Abstract

ObjectiveFat-soluble vitamins (A, D, E and K) are isoprene derived apolar molecules. While deficiencies of these vitamins have been associated with various diseases such as type 2 diabetes and cancer, high doses of Vitamin A and D can cause toxic effects. Accurate detection of serum levels of these vitamins have critical importance. In this study, it is aimed to develop and validate a sensitive and specific Liquid Chromatography Tandem Mass Spectrometry (LC–MS / MS) method that allows simultaneous analysis of fat-soluble vitamins.
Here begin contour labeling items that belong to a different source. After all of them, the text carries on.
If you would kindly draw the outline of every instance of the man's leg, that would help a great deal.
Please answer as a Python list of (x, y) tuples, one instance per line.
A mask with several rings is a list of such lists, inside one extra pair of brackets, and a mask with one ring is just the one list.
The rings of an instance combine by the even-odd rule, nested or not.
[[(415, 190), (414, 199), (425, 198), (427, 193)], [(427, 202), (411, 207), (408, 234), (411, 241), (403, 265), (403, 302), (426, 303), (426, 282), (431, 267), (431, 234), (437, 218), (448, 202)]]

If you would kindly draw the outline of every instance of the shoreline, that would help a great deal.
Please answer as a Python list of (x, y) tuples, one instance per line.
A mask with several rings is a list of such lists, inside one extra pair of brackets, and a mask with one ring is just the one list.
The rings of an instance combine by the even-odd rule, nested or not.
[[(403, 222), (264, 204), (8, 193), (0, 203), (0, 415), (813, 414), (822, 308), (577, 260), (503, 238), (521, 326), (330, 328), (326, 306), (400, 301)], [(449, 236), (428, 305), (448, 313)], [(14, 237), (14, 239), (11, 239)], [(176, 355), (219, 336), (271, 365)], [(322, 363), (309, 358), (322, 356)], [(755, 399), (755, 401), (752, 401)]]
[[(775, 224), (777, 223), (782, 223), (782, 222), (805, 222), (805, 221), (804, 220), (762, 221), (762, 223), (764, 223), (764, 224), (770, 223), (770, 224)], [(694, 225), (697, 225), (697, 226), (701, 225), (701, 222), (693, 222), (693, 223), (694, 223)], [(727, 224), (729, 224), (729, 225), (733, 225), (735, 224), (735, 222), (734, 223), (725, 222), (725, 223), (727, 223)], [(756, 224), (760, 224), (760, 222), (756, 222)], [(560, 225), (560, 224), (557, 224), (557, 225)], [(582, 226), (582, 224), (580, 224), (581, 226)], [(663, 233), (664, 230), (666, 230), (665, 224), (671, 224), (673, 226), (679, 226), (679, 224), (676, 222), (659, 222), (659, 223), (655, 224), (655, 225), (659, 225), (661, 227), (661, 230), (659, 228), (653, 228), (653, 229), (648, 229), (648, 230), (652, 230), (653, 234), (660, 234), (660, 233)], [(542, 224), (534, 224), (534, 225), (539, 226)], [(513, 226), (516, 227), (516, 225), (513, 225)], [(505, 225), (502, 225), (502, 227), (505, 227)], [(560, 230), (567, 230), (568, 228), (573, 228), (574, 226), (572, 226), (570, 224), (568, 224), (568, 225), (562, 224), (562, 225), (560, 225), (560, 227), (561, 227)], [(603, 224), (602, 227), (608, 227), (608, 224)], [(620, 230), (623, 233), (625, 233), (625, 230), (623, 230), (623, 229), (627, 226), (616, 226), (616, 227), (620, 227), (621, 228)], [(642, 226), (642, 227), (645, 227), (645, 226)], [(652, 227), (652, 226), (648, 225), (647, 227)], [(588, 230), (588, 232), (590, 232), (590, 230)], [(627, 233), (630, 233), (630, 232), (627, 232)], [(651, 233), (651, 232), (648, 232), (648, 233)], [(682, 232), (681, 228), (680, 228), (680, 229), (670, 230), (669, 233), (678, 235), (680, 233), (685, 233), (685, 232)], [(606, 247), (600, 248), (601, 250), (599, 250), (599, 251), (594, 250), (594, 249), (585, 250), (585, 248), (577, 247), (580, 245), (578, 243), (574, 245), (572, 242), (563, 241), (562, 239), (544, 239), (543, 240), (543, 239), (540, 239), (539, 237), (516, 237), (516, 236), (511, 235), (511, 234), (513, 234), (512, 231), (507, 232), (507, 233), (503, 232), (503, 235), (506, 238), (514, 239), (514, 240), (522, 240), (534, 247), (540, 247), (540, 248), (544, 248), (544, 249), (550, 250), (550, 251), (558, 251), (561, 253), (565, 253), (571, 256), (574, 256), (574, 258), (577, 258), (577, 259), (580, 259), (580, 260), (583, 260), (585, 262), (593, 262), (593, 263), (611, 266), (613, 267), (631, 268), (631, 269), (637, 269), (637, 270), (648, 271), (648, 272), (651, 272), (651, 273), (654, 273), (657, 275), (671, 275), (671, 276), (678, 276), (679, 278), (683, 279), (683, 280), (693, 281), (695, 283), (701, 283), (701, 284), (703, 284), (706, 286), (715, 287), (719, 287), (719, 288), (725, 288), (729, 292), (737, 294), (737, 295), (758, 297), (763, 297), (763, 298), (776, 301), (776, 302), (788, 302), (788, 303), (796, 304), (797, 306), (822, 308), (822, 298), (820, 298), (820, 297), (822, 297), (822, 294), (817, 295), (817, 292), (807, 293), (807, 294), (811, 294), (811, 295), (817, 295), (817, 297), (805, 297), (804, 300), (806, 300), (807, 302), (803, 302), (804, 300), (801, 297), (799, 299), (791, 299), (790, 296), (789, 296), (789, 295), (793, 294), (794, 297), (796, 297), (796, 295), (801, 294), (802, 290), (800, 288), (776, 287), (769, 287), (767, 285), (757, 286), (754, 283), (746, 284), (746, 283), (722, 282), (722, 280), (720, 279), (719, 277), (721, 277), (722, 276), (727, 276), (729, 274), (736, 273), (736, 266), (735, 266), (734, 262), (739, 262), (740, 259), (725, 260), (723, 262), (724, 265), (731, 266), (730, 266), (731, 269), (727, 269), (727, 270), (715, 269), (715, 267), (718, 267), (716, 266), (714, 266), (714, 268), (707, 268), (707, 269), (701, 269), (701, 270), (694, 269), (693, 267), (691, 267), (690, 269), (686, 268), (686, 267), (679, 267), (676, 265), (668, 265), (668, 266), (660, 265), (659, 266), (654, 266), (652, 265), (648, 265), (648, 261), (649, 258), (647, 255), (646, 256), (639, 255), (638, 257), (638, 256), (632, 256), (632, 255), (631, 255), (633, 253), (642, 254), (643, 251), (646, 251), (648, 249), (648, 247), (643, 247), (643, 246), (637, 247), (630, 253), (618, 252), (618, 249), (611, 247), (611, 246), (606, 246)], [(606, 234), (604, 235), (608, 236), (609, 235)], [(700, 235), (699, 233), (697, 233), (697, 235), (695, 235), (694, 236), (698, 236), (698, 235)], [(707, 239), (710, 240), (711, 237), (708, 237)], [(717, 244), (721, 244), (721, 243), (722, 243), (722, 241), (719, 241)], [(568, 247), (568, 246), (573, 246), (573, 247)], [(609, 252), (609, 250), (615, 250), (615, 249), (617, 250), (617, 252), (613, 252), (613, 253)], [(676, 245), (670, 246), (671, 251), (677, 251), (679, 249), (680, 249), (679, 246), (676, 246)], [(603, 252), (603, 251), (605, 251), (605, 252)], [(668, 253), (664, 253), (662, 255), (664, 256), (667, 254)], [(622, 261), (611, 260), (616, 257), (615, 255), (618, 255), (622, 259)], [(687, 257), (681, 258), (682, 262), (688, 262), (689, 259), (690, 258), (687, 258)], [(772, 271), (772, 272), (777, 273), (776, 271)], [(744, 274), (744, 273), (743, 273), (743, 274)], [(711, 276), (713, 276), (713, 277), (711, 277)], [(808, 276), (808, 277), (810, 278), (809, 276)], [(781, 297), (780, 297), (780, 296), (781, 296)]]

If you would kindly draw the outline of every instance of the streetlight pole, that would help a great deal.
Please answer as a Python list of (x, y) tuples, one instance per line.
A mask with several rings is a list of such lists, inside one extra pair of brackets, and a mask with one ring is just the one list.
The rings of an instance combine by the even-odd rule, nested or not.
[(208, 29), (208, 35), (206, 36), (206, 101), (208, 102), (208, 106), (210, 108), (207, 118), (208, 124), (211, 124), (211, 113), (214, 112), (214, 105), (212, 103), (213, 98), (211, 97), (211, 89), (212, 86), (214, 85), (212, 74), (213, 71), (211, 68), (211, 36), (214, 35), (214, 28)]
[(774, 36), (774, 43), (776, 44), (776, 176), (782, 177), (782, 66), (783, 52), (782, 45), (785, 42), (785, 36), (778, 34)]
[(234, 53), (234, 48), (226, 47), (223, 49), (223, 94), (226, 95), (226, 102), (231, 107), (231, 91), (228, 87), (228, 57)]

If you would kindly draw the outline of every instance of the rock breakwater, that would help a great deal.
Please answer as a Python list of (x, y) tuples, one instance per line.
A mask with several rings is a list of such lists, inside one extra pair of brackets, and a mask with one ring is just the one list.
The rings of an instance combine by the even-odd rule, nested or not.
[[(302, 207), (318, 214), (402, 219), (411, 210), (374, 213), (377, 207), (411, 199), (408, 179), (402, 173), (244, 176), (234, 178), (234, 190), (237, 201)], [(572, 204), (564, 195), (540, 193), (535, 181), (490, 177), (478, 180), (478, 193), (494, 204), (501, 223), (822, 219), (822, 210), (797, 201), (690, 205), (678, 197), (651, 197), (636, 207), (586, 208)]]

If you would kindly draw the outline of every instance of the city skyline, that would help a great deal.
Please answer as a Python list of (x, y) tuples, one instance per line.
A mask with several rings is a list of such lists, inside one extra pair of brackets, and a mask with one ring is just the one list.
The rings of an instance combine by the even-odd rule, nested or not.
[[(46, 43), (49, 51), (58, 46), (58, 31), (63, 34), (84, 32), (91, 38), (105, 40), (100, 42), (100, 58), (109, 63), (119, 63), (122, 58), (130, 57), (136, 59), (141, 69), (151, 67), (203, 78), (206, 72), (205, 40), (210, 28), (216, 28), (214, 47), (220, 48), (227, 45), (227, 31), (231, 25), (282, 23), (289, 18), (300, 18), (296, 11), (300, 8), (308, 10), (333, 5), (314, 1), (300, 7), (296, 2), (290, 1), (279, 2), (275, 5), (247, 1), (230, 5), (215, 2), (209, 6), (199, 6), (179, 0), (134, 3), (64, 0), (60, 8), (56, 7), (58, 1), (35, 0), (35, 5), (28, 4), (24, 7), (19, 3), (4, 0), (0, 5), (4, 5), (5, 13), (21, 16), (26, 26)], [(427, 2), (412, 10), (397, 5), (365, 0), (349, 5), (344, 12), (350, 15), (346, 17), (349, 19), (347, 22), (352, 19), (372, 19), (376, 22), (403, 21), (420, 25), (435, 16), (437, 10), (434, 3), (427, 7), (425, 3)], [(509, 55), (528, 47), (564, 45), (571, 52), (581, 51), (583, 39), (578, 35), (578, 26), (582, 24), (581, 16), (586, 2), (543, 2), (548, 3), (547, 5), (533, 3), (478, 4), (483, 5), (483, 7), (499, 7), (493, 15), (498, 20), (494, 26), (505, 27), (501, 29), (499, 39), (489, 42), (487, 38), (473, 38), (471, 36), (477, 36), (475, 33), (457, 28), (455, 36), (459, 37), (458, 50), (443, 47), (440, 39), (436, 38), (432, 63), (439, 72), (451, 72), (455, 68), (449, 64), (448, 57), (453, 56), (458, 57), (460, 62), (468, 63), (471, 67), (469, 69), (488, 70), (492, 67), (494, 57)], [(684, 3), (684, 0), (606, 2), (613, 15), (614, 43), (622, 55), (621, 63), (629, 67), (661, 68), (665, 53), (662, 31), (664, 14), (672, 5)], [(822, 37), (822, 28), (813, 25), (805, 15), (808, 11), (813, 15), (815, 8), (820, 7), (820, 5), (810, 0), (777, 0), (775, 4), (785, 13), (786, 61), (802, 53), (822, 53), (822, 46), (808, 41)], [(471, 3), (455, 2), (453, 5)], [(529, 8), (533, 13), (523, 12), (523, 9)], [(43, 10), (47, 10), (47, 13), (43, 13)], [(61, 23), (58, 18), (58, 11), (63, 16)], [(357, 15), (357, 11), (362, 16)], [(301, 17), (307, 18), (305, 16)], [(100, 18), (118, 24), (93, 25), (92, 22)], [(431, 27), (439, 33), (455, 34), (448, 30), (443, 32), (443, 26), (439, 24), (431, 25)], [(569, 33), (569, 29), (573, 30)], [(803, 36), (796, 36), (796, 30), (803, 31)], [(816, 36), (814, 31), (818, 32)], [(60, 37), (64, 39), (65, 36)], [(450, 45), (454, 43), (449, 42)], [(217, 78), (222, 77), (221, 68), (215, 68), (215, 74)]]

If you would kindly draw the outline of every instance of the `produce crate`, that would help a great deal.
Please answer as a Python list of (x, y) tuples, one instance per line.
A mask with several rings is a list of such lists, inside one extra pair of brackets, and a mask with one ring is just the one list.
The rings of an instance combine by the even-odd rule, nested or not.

Materials and MethodsSerum samples were deproteinized with methanol and chromatographic separation of analytes were performed by LC–MS/MS system (Agilent Technologies 6420 Triple Quadrapole LC–MS), Agilent Pursuit PFP column (100 mm × 3.0 mm; 3.0 μm), in gradient mode using Mobile phase A (milli-Q+0.1 % formic acid) and Mobile phase B (Methanol+0.1 % formic acid). Ion scan was performed in MRM (multiple reaction monitoring) mode with positive ion selectivity in ESI ion source. ResultsThe retention times were 6.93 min, 6.94 min and 9.34 min while concentrations were linear in the ranges between 10−150 ng/mL, 3−90 μg /dL and 6−90 μg/mL for 25-hydroxy vitamin D3 (25−OHD3), Vitamin A and Vitamin E, respectively. Inter-day Coefficient Variation (CV%) values for Vitamin A, Vitamin E and 25−OHD3 were; 9.08 %, 9.85 % and 3.07 % and intra-day CV% values were; 2.98 %, 5.05 % and 5.01 %. LOD and LOQ results were 2.11 μg/dL and 3.50 μg/dL for Vitamin A; 1.71 μg/mL and 2.45 μg/mL for Vitamin E; 1.47 ng/mL and 2.50 ng/mL for 25−OHD3, respectively. ConclusionIn this study, a LC–MS/MS method that can analyze fat soluble vitamins in 13 min was developed and validated. This method will be useful for clinical purposes by replacing low specificity immunoassay methods and High Performance Liquid Chromatography (HPLC) methods that can not allow simultaneous analysis.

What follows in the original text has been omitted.